Die Regierungen sollten den gerechten Übergang vorantreiben. Sowohl der Green Deal der EU als auch der Inflation Reduction Act der USA räumen dem gerechten Übergang Priorität ein. Aber auch der Privatsektor muss eine Schlüsselrolle spielen, indem er nicht nur das notwendige Kapital und die Investitionen bereitstellt, sondern auch proaktiv soziale Aspekte in seine Strategie, seinen Betrieb und seine Lieferkette einbezieht.

Eine kürzlich durchgeführte Studie ergab jedoch, dass die überwältigende Mehrheit der von Climate Action (CA) 100+ anvisierten Unternehmen die Erwartungen an den gerechten Übergang nicht erfüllt. Ziel ist es, dass sich 50 % der CA 100+-Unternehmen zu einem gerechten Übergang verpflichten, bevor die nächste Net Zero Company Benchmark veröffentlicht wird. Zu den wichtigsten Faktoren, die von CA100+ erfasst werden, gehören Humankapital, Menschenrechte, Gesundheit und Sicherheit, Ausbildung und sozialer Dialog. Unternehmen, die die Bedürfnisse aller Stakeholder berücksichtigen, vermindern Risiken und haben bessere Erfolgsaussichten, was die Aussicht auf eine langfristige wirtschaftliche Wertschöpfung erhöht.

Menschenrechte sind ein weiterer Schwerpunktbereich. Die geplante Richtlinie des Europäischen Parlaments über die Sorgfaltspflicht von Unternehmen im Bereich der Nachhaltigkeit (CSDDD) wird große Unternehmen und möglicherweise auch Finanzinstitute dazu verpflichten, ihre eigenen Aktivitäten und die ihrer Zulieferer einer Sorgfaltsprüfung zu unterziehen (und nicht nur offenzulegen). Die Institutionen werden tatsächliche oder potenzielle negative Auswirkungen ihrer Tätigkeiten auf die Menschenrechte und die Umwelt ermitteln und verhindern, beenden oder mindern müssen. Wir gehen davon aus, dass dies für viele Unternehmen eine große Herausforderung darstellen wird, insbesondere für solche mit komplexen oder langen Lieferketten.

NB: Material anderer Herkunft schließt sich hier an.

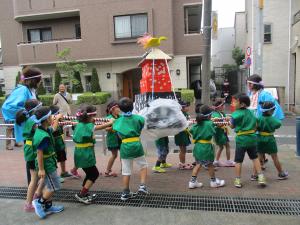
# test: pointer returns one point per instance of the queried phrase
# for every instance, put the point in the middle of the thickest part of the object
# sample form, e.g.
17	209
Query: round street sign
248	51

Bei der Bewertung naturrelevanter Auswirkungen und Abhängigkeiten werden Arbeits- und Menschenrechte für Unternehmen und Investoren ebenfalls eine wichtige Rolle spielen. Laut dem neuen TNFD-Rahmenwerk ist „eine sinnvolle Einbeziehung indigener Völker und lokaler Gemeinschaften ein entscheidender Teil der Identifizierung und Bewertung naturrelevanter Themen durch jede Organisation“. Denn obwohl sie weniger als 5 % der Weltbevölkerung ausmachen, schützen die indigenen Völker 80 % der Artenvielfalt der Erde.

Das Ende von Greenwashing?

Die Zusagen der Unternehmen und Investoren zu den wichtigsten ESG-Themen müssen echt und glaubwürdig sein. Dessen sind sich Regulierungsbehörden und Marktteilnehmer sehr wohl bewusst. In den letzten Jahren haben Unternehmen und Finanzinstitutionen zahlreiche gewagte „grüne“ Aussagen getroffen. Der Fokus der Regulierungsbehörden auf „Greenwashing“ ist daher zu begrüßen und wird 2024 verstärkt werden.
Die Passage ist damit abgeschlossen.